Bank officials noted that $80 million flowed into the agency's account in 1992; $231 million in 1993; and $39 million in 1994 and 1995. The chief of a Western intelligence agency estimated that more than half of the $350 million was used to buy weapons for the Bosnian Muslims.
Another Western source said that the organization also was forced to move large amounts of money to Croatia to bribe Croatian officials to allow the weapons to cross their country. The price of such passage skyrocketed in 1993 when Croat nationalists launched their own war for a separate state inside Bosnia. Money also was smuggled into Sarajevo on flights of the office of the U.N. High Commissioner for Refugees; Bosnian government officials used the money to buy weapons from both Serb and Croat middlemen who operated inside Bosnia, the official said.

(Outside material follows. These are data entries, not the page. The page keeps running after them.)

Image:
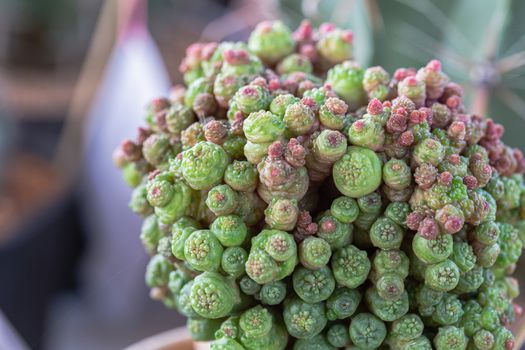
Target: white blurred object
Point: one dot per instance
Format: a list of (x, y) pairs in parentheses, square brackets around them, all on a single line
[(9, 339), (114, 308)]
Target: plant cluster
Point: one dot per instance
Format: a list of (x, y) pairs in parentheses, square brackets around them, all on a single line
[(295, 199)]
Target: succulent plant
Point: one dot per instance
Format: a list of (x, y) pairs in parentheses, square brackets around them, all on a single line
[(371, 211)]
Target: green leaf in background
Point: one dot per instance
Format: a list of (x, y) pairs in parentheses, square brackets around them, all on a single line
[(481, 44)]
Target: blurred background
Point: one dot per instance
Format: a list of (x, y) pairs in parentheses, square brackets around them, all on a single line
[(74, 78)]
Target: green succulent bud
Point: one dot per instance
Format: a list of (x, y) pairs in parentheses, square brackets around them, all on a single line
[(367, 331), (295, 63), (432, 251), (313, 285), (450, 338), (272, 257), (392, 261), (342, 303), (222, 200), (281, 214), (314, 252), (350, 266), (345, 209), (463, 256), (299, 118), (198, 86), (332, 113), (414, 89), (503, 338), (226, 344), (225, 86), (203, 165), (337, 335), (203, 251), (470, 281), (273, 293), (233, 260), (386, 310), (358, 172), (397, 174), (139, 202), (429, 151), (375, 82), (336, 45), (346, 80), (178, 118), (390, 286), (150, 233), (158, 271), (230, 230), (252, 98), (271, 41), (334, 232), (386, 234), (487, 255), (256, 322), (202, 329), (510, 245), (304, 320), (483, 340), (448, 311), (249, 286), (177, 206), (241, 176), (487, 233), (255, 152), (367, 133), (281, 102), (250, 208), (443, 276), (212, 295), (398, 212), (156, 149), (262, 127)]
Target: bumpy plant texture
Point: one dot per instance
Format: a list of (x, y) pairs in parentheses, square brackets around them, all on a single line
[(293, 199)]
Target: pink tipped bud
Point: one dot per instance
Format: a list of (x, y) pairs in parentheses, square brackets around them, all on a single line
[(453, 102), (304, 31), (411, 81), (453, 224), (414, 219), (236, 56), (274, 84), (347, 36), (358, 125), (402, 73), (276, 150), (375, 107), (454, 159), (328, 226), (326, 27), (457, 130), (434, 65), (470, 181), (428, 228), (445, 178), (406, 139)]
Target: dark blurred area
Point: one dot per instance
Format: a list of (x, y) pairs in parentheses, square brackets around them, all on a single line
[(74, 75)]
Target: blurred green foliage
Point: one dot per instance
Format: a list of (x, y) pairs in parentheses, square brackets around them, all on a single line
[(481, 44)]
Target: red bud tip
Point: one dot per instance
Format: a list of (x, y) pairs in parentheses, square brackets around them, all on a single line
[(375, 107)]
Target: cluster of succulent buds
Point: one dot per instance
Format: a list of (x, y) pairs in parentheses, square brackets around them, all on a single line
[(293, 199)]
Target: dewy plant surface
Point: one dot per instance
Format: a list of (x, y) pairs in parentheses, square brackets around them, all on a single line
[(294, 199)]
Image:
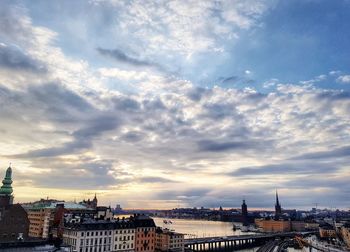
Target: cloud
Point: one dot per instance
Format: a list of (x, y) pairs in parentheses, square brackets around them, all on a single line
[(285, 169), (122, 57), (12, 58), (335, 153), (205, 145), (344, 79), (239, 146)]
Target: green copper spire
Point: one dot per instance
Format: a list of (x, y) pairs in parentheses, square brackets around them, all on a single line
[(6, 188)]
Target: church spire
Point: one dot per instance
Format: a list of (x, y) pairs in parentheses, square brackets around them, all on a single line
[(6, 188), (278, 208)]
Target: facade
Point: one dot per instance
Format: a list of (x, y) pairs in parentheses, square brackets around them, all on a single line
[(41, 215), (90, 203), (39, 220), (278, 208), (327, 231), (345, 233), (167, 240), (14, 223), (96, 236), (244, 214), (272, 226), (298, 226), (145, 233), (124, 236)]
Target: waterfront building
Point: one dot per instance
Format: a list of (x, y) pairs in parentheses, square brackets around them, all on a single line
[(100, 235), (278, 208), (244, 214), (273, 225), (124, 236), (39, 220), (145, 233), (14, 223), (42, 214), (167, 240), (345, 233), (327, 231), (104, 213), (89, 236), (90, 203)]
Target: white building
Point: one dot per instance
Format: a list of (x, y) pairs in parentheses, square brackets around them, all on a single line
[(100, 236), (124, 236), (94, 236)]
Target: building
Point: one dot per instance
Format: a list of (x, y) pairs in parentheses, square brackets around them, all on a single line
[(278, 208), (124, 236), (90, 203), (145, 233), (41, 215), (167, 240), (298, 226), (14, 223), (272, 226), (345, 233), (104, 213), (327, 231), (244, 214), (39, 220), (100, 235), (95, 236)]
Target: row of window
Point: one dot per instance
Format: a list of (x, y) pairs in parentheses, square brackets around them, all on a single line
[(124, 246), (98, 241), (91, 233), (124, 238)]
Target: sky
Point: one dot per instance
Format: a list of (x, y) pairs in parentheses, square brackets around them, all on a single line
[(162, 104)]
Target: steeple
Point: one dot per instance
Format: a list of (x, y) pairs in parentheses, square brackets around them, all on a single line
[(277, 201), (278, 208), (244, 213), (6, 188)]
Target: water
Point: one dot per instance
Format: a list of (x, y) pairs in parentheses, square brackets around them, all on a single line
[(199, 228), (203, 228)]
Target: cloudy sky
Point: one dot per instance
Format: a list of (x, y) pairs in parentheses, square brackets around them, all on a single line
[(160, 104)]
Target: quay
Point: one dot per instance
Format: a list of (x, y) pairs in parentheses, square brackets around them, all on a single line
[(237, 242)]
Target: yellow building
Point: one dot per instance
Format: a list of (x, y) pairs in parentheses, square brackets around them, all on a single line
[(273, 225), (39, 220), (345, 232), (167, 240), (327, 231)]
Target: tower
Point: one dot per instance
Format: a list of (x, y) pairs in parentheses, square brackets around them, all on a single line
[(278, 208), (244, 213), (6, 190), (94, 202)]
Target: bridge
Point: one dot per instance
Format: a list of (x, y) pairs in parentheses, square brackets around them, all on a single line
[(237, 242)]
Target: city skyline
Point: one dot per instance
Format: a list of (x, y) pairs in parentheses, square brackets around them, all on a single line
[(161, 104)]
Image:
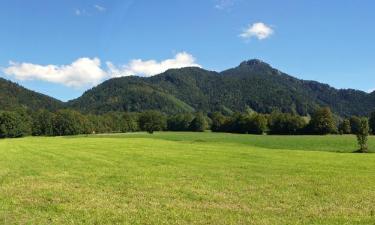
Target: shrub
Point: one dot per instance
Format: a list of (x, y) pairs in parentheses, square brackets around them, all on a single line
[(362, 134)]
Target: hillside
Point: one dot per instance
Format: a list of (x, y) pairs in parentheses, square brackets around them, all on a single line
[(253, 84), (13, 96)]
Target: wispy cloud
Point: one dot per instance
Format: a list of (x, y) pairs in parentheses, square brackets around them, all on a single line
[(152, 67), (87, 72), (100, 8), (258, 30), (77, 12), (82, 72), (224, 4)]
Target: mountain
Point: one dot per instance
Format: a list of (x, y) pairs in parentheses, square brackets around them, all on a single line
[(14, 96), (253, 84)]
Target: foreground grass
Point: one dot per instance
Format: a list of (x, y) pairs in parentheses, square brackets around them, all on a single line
[(186, 178)]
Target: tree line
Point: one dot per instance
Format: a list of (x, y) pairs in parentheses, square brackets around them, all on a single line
[(21, 122)]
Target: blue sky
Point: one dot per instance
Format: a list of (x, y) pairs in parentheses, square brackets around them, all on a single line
[(62, 48)]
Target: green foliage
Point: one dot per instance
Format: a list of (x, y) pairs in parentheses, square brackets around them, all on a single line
[(322, 122), (344, 127), (362, 134), (199, 123), (180, 122), (13, 125), (355, 124), (256, 123), (252, 86), (151, 121), (69, 122), (42, 124), (372, 122), (285, 123)]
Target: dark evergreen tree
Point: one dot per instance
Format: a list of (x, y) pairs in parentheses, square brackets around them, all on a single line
[(345, 127), (372, 122), (151, 121), (355, 123), (199, 123), (322, 122), (285, 123)]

"Many of Bosnia's weapons came from its enemies. [The relief agency] was critical to this system because they provided the cash and could bring it into Bosnia," he said.
By the time police raided its offices, the agency appeared to be winding down its activities. Western officials said it seemed that most of the agency's work preceded the opening of a direct weapons pipeline between Iran and Bosnia that passed through Croatia starting in May 1995. That pipeline received the tacit approval of the Clinton administration in April 1995 when the Croatian government asked the United States if it opposed such a link and the United States declined to respond.
Austrian police sources said Hassanein left Austria for Istanbul in 1994 after he learned he was being investigated for money laundering and arms smuggling. He stopped using a diplomatic passport in 1993 to make it more difficult for Austrian authorities to expel him, they said.
Despite his departure, a bureau of the agency continued to operate in the Austrian capital -- manned by Hassanein's brother -- even after the 1995 raid. So far this year, officials said $500,000 has moved through its account. Neither Hassanein nor his brother have been charged with any crimes in Austria.
"They did a lot of talking here but as long as they did not move weapons through our territory, we could not arrest them," one Austrian investigator said.
Hassanein remains close to Izetbegovic. In August, the Bosnian government awarded the Third World Relief Agency with a gold medal for its relief work here. Hassanein also hosted Izetbegovic on a private visit to Istanbul last month where Izetbegovic met other Sudanese officials. Hassanein traveled to Bosnia this month as a guest of the president.